Blogs for those without Internet Access

Colleagues,

Generally incarcerated people don't have live access to the Internet (including email). The only example I know of where they do is in a jail in Syracuse New York where inmates have supervised access to education-related web sites. What I just became aware of, however, is that through the Between the Bars project, http://betweenthebars.org/blogs/  people who are incarcerated, and without Internet access, can also blog.

This is achieved through hand-written or keyboard-written letters that are then posted by someone who ahs Internet access as graphic images on a blog page. Readers can also pen or type responses this way, and these are posted as replies. It's an amazingly simple and inclusive use of technology. Beyond that, it recognizes, perhaps even embraces, hand written forms of communication.

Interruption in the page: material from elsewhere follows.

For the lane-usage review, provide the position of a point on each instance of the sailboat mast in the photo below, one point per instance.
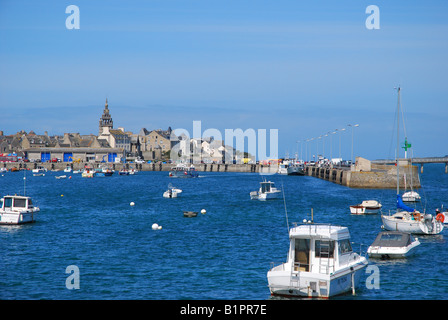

As I read these posts and replies, the personality of the writers came across through their handwriting, something that -- before typewriters and now computers changed most hand-written letters into email -- I used to enjoy.

If we want to promote reading and writing -- and include those who do not have easy access to computers, or who cannot type well -- perhaps a blog that mixes "fast and slow media" (as Eric Jacobson refers to this in his 2012 book Adult Basic Education in the Age of New Literacies) is a good solution.

Fast and slow media blogs may also be part of the solution for how to promote a culture of reading in countries where no learners have access to the Internet, but some teachers do and would be willing to scan and upload what students write to each other. 

Has anybody here used  Between the Bars or done something else with a mix of fast and slow media?